I've got quite simple question from dovecot's upstream: Why do we have rw access on mails for mail group? Why /var/mail/<username> files have 0660 <username>:mail permissions instead of 0600 permissions? The fact is, I don't know the answer and I'd appreciate your help.
Some facts:
distro | group | perm ---------+-------+--------- Fedora | mail | 0660 Ubuntu | mail | 0600 openSuSE | users | 0600 (user is member of users group) debian 4.0 | mail | 0660
(Note: This is result of my own investigations on installed systems or livecds, I don't know if any installed system had changed settings.)
Interesting thing is, that when new user is added to the system, useradd creates /var/mail/<username> file with <username>:mail 0660 permissions, but when you delete this file and the user gets new email, this file will be autocreated with 0600 permissions (still <username>:group owned) and it seems everything still works.
useradd command comes from shadow-utils and fedora contains no patch changing permissions to 0660.
The most important question is: Is there anything that requires these files can be read and written by mail group?
If you have any info regarding this, please share.
Just a guess, but if you run useradd from shell, your umask is likely 0002. Sendmail's umask is probably 022 as set in /etc/init.d/functions
0660 is explicitly set by useradd:
gr = getgrnam ("mail"); /* local, no need for xgetgrnam */ if (NULL == gr) { fputs (_("Group 'mail' not found.

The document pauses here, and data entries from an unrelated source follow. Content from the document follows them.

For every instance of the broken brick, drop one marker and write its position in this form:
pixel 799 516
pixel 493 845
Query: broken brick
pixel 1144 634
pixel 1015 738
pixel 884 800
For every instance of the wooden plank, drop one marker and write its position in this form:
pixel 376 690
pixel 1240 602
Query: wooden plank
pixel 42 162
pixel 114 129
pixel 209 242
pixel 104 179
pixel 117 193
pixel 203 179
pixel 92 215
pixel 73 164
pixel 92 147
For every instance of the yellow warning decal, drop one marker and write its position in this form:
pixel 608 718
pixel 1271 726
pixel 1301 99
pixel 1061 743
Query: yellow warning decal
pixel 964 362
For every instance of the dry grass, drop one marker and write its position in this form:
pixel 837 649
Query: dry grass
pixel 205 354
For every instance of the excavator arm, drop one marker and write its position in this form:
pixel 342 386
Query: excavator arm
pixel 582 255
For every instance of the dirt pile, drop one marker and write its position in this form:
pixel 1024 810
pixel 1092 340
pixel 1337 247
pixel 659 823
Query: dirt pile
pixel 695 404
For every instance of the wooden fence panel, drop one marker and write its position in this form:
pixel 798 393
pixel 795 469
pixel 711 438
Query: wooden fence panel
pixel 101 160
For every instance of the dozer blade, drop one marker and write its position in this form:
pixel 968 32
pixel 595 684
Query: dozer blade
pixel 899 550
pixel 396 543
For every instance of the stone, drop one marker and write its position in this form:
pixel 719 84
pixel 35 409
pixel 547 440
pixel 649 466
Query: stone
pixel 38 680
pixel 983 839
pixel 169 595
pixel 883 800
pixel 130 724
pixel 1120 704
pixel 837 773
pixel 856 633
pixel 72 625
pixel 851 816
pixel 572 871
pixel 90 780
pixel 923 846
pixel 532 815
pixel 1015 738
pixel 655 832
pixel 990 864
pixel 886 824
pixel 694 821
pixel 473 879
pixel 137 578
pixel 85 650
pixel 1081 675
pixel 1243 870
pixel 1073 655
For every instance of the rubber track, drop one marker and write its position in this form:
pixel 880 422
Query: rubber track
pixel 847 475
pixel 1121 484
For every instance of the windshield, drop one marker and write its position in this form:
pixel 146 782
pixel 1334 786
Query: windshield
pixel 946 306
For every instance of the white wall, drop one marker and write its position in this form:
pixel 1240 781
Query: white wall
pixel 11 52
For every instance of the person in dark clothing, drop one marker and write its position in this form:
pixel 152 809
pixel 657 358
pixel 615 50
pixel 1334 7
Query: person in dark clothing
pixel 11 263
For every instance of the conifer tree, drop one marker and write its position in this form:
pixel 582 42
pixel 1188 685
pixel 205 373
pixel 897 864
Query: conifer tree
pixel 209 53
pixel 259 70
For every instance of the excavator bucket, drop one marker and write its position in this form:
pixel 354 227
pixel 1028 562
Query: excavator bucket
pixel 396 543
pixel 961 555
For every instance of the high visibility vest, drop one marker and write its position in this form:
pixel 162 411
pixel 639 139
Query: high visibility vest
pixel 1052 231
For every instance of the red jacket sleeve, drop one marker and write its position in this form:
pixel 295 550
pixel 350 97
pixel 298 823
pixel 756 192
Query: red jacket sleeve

Creating the user mailbox file with 0600 mode.\n"), stderr); gid = user_gid; mode = 0600; } else { gid = gr->gr_gid; mode = 0660; }
On Fri, Oct 09, 2009 at 03:31:45PM +0200, Michal Hlavinka wrote:
I've got quite simple question from dovecot's upstream: Why do we have rw access on mails for mail group?
There are two popular models for MTA/MDAs. Run as root and drop priviledges to the receiving user or run under another uid/gid (like using gid mail) which then needs write access to all mailboxes.
So depending on the security model of the MTAs you use you may or may not need the mail group being able to write into your mailboxes.
I wouldn't change it, because if you don't seem to need it then no process is obviously running as gid mail. And in case you do switch to another MTA/MDA with a different security model you will not be surpised by mails not being delivered.